These results are important for BI workflows where accuracy, coverage, and communicability are all critical. The hybrid approach delivers more actionable narratives aligned with business objectives while preserving determinism where needed (e.g., metric calculations). However, trade-offs remain: increased complexity in system design and integration, dependence on prompt engineering, and higher computational costs. Overall, the findings support adopting hybrid pipelines as a robust, scalable, and adaptable solution for enterprise insight generation, particularly when integrating structured metrics with contextual narrative needs.
Conclusion
In conclusion, hybrid LLM-powered and rule-based systems provide a compelling, balanced pathway for generating accurate, comprehensive, and accessible business insights from structured data. By combining rule-based precision and transparency with LLM adaptability and narrative fluency, organizations can improve recall, reduce hallucinations, maintain numerical accuracy, and enhance user satisfaction. Future research should optimize hybrid pipeline components (e.g., prompt engineering automation, rule maintenance tooling), address computational efficiency, broaden datasets beyond GA4/Ads to other domains, and further evaluate bias and interpretability safeguards.
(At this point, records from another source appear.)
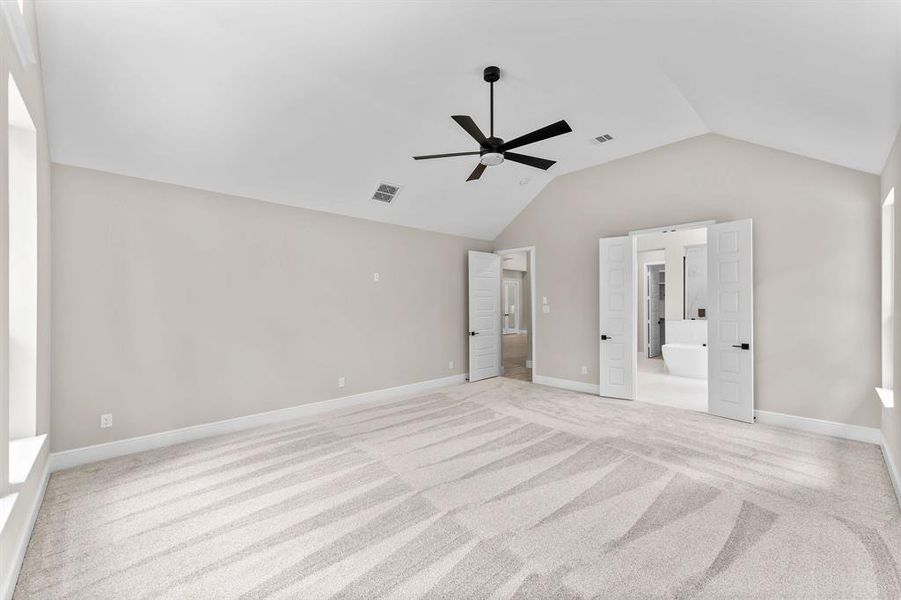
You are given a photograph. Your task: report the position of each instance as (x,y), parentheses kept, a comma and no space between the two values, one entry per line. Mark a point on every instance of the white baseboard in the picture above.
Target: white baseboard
(89,454)
(858,433)
(892,469)
(8,580)
(567,384)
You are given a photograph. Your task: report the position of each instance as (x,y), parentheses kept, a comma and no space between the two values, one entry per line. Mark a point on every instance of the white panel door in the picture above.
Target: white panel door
(484,315)
(617,318)
(730,321)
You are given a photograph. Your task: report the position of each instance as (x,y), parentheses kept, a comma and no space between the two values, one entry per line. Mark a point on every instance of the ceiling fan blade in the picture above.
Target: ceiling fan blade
(428,156)
(552,130)
(532,161)
(477,172)
(470,126)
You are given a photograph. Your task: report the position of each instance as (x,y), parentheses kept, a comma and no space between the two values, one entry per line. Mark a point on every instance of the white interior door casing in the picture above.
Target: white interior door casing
(730,320)
(618,359)
(484,315)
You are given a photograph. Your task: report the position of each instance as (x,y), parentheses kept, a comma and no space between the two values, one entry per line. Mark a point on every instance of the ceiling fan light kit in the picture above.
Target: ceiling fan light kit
(493,150)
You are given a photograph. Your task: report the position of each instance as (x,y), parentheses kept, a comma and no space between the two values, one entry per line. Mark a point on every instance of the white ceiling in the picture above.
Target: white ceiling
(312,104)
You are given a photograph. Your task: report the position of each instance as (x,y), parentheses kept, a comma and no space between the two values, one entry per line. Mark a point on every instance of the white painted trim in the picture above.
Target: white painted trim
(892,471)
(8,580)
(89,454)
(859,433)
(567,384)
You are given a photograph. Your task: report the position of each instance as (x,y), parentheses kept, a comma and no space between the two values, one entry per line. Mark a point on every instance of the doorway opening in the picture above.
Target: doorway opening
(517,297)
(671,312)
(705,292)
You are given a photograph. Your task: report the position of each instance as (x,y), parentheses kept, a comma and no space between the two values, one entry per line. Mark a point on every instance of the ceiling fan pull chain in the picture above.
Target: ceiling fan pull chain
(492,109)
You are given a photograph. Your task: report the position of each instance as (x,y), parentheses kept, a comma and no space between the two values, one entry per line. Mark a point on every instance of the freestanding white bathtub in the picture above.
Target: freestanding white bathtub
(686,360)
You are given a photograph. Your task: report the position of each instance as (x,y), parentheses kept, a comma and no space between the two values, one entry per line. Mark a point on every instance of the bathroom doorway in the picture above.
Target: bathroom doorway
(672,360)
(676,317)
(517,314)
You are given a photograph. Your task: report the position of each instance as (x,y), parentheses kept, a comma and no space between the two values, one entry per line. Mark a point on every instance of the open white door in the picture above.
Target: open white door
(730,321)
(617,318)
(484,315)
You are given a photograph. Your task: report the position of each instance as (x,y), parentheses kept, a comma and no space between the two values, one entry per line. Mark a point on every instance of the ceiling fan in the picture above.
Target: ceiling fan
(493,150)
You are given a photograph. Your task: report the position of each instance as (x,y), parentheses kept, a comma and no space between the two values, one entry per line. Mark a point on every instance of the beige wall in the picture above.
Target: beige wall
(891,417)
(816,262)
(177,307)
(28,80)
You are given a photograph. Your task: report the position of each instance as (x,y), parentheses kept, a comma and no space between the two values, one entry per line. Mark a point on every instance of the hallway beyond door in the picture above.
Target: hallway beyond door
(515,354)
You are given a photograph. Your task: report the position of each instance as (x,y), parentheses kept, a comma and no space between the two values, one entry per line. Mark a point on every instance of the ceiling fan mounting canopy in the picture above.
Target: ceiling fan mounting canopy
(493,150)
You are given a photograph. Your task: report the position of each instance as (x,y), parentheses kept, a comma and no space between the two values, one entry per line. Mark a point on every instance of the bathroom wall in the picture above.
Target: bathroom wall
(673,245)
(642,259)
(695,281)
(801,208)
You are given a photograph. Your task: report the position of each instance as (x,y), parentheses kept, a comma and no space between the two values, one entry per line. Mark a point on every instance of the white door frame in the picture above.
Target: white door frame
(618,323)
(644,308)
(533,294)
(694,225)
(517,303)
(484,350)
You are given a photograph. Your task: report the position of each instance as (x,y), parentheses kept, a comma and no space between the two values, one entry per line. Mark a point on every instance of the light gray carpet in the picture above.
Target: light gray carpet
(498,489)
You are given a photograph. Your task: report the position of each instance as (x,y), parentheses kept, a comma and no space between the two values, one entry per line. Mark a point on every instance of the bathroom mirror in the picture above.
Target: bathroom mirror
(695,274)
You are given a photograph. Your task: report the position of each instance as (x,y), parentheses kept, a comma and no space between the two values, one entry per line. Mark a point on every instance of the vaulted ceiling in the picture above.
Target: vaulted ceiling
(313,103)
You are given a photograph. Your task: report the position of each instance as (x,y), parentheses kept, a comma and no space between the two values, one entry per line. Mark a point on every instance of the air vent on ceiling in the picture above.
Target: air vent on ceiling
(386,192)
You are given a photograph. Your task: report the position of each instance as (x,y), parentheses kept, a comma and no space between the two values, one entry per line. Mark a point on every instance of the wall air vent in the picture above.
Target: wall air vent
(386,192)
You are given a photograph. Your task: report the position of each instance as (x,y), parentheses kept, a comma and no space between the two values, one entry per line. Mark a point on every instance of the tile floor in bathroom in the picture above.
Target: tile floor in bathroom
(657,386)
As data complexity grows, such hybrid architectures are poised to become integral to strategic, data-driven decision-making.
Limitations
- Ethical and bias considerations: LLMs can propagate training data biases and produce inaccurate or biased insights; interpretability remains challenging.
- Computational/resource demands: Training, fine-tuning, and running LLMs (especially with chunking/parallelization) require substantial resources.
- Prompt engineering and integration complexity: Effective prompts, chunking strategies, and seamless handoffs between rule-based modules and LLMs are non-trivial and time-consuming to design and maintain.
- Rules maintenance: Rule-based components require ongoing updates to align with evolving business logic and data schemas.
- Numerical precision trade-offs: Precomputing totals/averages improves precision but increases prompt size, potentially reducing recall under token limits.
- Generalizability of benchmarks: Results are based on data from 30 GA4 and Google Ads accounts over ~2 years and one LLM (GPT-4); findings may not generalize to other domains, datasets, or models without further validation.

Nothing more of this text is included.